June 21 2007, 00:13:46 UTC 4 years ago
Haha, yeah, I don't know what I was thinking. Rest assured that I myself had constant crippling doubts about whether or not I could finish this story -- which is ironic because I seriously could not stop writing. Thank you so much for struggling through the behemoth, and for the kind words ♥
June 21 2007, 01:45:33 UTC 4 years ago
They knew each other for little less than a year and you made it feel like a lifetime. And the conversations Axel had with Larxene and Xigbar and oh god Axel ;_;!

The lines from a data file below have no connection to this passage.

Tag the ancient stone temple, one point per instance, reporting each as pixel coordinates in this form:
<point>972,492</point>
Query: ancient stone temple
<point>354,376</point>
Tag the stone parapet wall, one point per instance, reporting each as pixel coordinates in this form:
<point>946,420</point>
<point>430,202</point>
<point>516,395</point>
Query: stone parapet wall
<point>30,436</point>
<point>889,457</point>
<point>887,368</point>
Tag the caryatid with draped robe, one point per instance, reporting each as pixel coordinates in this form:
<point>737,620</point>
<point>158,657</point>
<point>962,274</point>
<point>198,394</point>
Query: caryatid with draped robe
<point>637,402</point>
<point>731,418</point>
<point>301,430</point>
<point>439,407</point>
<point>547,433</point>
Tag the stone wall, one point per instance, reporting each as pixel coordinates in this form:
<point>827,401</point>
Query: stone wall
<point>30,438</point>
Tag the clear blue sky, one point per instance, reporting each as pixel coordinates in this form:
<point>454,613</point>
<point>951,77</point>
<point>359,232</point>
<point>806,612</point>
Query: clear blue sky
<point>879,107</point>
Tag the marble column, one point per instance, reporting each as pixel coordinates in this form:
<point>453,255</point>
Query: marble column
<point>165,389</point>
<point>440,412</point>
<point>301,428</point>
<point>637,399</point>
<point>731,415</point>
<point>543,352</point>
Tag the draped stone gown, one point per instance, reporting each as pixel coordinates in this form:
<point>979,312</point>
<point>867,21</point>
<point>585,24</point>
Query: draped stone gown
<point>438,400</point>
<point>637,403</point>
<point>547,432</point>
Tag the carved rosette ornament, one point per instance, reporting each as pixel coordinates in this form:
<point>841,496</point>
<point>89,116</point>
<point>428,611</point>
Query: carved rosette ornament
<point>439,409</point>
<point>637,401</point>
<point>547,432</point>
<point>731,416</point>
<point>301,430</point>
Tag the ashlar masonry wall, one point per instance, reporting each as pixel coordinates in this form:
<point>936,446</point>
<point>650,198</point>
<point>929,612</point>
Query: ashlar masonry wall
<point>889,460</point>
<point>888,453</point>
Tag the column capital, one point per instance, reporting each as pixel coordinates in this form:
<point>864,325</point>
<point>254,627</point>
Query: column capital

My mind is blown quite fantastically- I'm having trouble forming coherent thoughts if you couldn't tell and I'm writing this in a europhic frenzy that borders on post-orgasmic.
Mai ♥_♥
Oh dear lord. Sweet, fantastical lord.
Oh.
Just... *------------------*
Adfjwoeajriawo I'm stopping now or else this is going to reach PAGES of me just uttering nonsensical things.
God.
June 21 2007, 03:17:34 UTC 4 years ago
You know what I discovered in the course of writing this story? That if you prefix any remotely romantic noun with man- (i.e, man-love, man-crush, man-wife, man-porn), you get instant gayness and hilarity. This is deep for me XD
I'm not sure how on or off my characterizations might be since I don't have a very good read on this fandom just yet, but I know this is how I would want to remember them. Yeah. Because, you know, Axel.
I'll be quiet now *hugs you in a corner*
4 years ago
June 21 2007, 01:56:26 UTC 4 years ago
i really enjoyed the whole rise and fall of the story line, the way each part pulled different emotions from me. captivating, funny, titillating, poignant and by the end heartbreaking, i was thoroughly entraced by it all. you have a wonderful voice for storytelling and i kept finding myself getting distracted by the way your words merged and joined, having to go back and re-read to get actually get a grasp of the content.
i know this canon only superficially, but you did a fantastic job in keeping it understandable to non-KH readers.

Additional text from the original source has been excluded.